Elle transmit une nouvelle directive à son araignée pour vérifier ses suspicions en la forçant à passer au peigne fin toutes les signatures thermiques des environs –jusqu'à la limite maximale de sa portée- et de lui rapporter la présence de toutes celles se trouvant à un endroit clairement inhabituel par rapport à celles des habitants se trouvant dans leurs maisons. Et elle le trouva, du premier coup...ou plutôt la trouva : sur le toit du bâtiment situé sur l'autre rive parfaitement opposée à l'accès sécurisé des égouts du milieu, cachée accroupie derrière le rebord bétonné à l'abri du risque d'être découvert par vision normale ; plus la signature caractéristique d'un pokémon visiblement «aplatit» à ses côtés, tout aussi caché que sa maitresse… Vu qu'elle occupait le milieu et qu'elle se trouvait sur un toit, la seule conclusion lui parvenant était qu'il devait s'agir d'un type Vol. L'image thermique le montrait dotée d'ailes larges, mais son corps était bien plus petit en comparaison. En procédant par élimination et en regardant la forme avec la meilleure définition possible, très peu de pokémons lui arrivaient en tête pour déterminer la nature de celui-ci : Scorvol, Papilord, Papilusion, Charmillon, Maskadra, Yanmega et Nostenfer. Mais les insectes étaient tous trop petits en comparaison, la silhouette était trop fine pour être celle d'un Scorvol, et le corps était au contraire bien plus petit et rond que celui tout en longueur d'un Yanmega…

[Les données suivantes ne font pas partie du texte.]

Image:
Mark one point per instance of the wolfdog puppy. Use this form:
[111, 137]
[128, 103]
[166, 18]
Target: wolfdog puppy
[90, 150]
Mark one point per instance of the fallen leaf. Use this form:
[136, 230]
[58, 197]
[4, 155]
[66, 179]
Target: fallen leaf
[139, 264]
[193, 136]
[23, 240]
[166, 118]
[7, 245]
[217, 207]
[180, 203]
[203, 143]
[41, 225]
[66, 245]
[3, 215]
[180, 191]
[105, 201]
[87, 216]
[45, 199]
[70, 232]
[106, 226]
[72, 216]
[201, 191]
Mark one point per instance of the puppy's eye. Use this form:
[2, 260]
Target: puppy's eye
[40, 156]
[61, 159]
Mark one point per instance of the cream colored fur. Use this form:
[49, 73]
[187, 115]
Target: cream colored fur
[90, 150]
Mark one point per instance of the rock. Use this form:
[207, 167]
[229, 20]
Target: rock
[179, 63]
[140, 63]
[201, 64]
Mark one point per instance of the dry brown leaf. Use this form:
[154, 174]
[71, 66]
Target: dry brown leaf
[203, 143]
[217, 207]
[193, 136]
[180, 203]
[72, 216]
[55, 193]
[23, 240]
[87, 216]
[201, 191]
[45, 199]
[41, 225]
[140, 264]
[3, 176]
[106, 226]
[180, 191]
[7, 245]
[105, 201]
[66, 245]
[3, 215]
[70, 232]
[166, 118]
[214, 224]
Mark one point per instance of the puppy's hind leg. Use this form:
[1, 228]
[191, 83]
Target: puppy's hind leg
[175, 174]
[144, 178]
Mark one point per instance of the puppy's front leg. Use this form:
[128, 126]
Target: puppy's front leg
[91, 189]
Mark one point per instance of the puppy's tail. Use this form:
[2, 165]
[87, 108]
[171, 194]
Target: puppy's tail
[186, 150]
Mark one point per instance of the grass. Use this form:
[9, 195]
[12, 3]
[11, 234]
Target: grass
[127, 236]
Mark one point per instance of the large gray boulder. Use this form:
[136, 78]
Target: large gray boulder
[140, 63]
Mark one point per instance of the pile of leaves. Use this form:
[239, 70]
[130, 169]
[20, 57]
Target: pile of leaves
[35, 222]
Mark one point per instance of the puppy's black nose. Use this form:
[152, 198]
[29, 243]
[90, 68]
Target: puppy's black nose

Le déclic se fit immédiatement au Nostenfer, dont la fiche technique défila dans sa tête plus clairement que celle d'un pokédex : Nostenfer. Pokémon Vol/Poison. Taille moyenne estimée : 1m 80. Poids moyen estimé : 75Kg. Famille Chovsouris. Pokémon chasseur nocturne au vol parfaitement silencieux, dont la double paire d'aile lui permet d'atteindre des vitesses de pointe le place dans le top élite de la catégorie des pokémons les plus rapides au monde, sans perdre avantage de sa discrétion même lorsqu'il utilise toutes ses ailes à fond en même temps. Pokémon pratiquement introuvable à l'état sauvage et faisant aussi partie des pokémons aux conditions d'évolutions les plus atypiques du monde. De part ce constat, peu nombreux étaient les dresseurs à en posséder un ; et n'en voyait encore moins qui puissent les utiliser de la sorte pour tendre une embuscade à une position aussi surélevée et lointaine ; plus rajouter l'information concernant les liens de l'organisation avec la Ligue, confirmée involontairement par la championne de Vestigion depuis le raid mené contre Rising Sun dans les marais à leur participation dans cette opération ; plus rajouter la discrétion dont faisait preuve la personne présente à côté du Nostenfer… En envisageant le pire : Koga du conseil 4 de Kanto. Ou en moindre mesure, mais bien plus réaliste vu les tournois actuels se déroulant là-bas, sa fille : Jeannine, la championne de Parmanie.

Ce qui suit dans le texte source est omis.